姫『もちろんじゃ。元より、じょう殿の命を奪おうなど、そんな事をしとうない!』
姫の目じりに涙が浮かんでいた。
涼「ありがとうございます。」
-
涼がバックミラー越しに士郎じょうに一瞬視線を送る。
涼「じょう君。今から話す事はすべて内密に願います。」
士郎じょう「は、はい」
涼「と言っても、話せる事は限られているのですが…。おそらく察しているとは思いますが、我々は人間ではありません。 そして我々には敵がいます。あの日見た化け物です。その敵は、個体差はあるのですが知能を有する場合があり、故に我々の情報を敵に知られたく無いのです。我々が何者で、我々がなぜここにいるのか…いや、我々がここにいる事すら知られたく無いのです。」
淡々と話す涼の言葉を、士郎じょうはじめ、皆がだまって聞いていた。
涼「もし記憶消去が上手くいっていれば、誰かがじょう君から情報を聞こうにも“知らない”と言えるじゃないですか。その為の記憶消去術だったのですが、今聞いていた通り、どうもうまく消去できぬようです。
我々はここでの用事が済めば、いずれここを去ります。

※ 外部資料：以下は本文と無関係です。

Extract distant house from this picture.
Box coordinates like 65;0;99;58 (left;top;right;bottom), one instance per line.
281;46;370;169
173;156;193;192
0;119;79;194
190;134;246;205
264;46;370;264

おそらく数年内には用事は終わる予定です。それまでは我々の事を秘密にしておいて下さい。知恵殿をはじめ、全ての知人…いや知人以外にもです。 お願いします」
士郎じょう「は、はい」
姫『わらわからも頼む』
姫からの言葉にもしっかり頷いて了承の返事をする士郎じょうだった。
(士郎じょう“おそらく用事というのは人探し…人なのかな?そして自分はその人に似ているのだろう。そしてそれは…“)
今までの事を振り返ってみると、そういう事なのだろうなとは思う。
そしてそれを今僕が質問しても、困ってしまうだろう。
その予想が当たっていようと、外れていようと、正しい情報を僕には伝えないというスタンスをを宣言されたのだから。

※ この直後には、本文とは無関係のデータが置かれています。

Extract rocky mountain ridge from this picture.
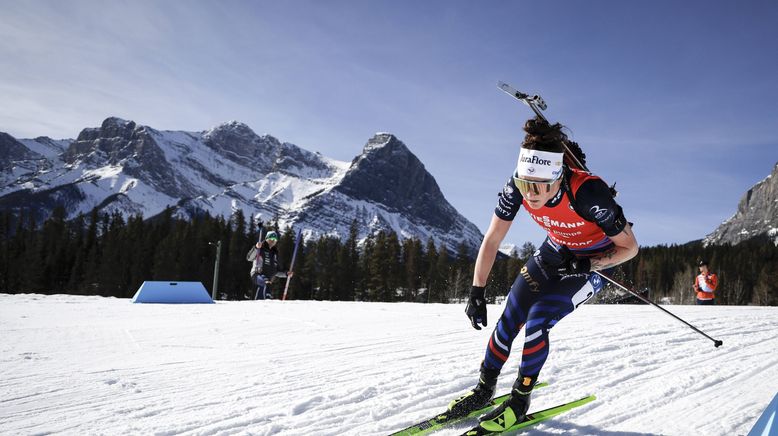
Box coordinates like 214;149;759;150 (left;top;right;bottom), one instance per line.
0;117;482;251
703;163;778;246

本当に情報を知らない状態でいたら、ひょっとしたら敵が“あいつは情報をしらない”と悟って、僕や周辺の人への接触自体を絶って危険を回避できるかもしれない。
たぶん涼先生はそういう意味でも情報を秘匿しておきたいのだろう。
士郎じょうはそう思い、自身もその件に関しては正誤を問わずにいようと思うのだった。
一人、サービスエリアでの休憩前から、涼がこの話をする事を聞かされていたしずく。
その顔から緊張が消え、大きく息を吐いてしずくは安堵の表情を浮かべたのだった。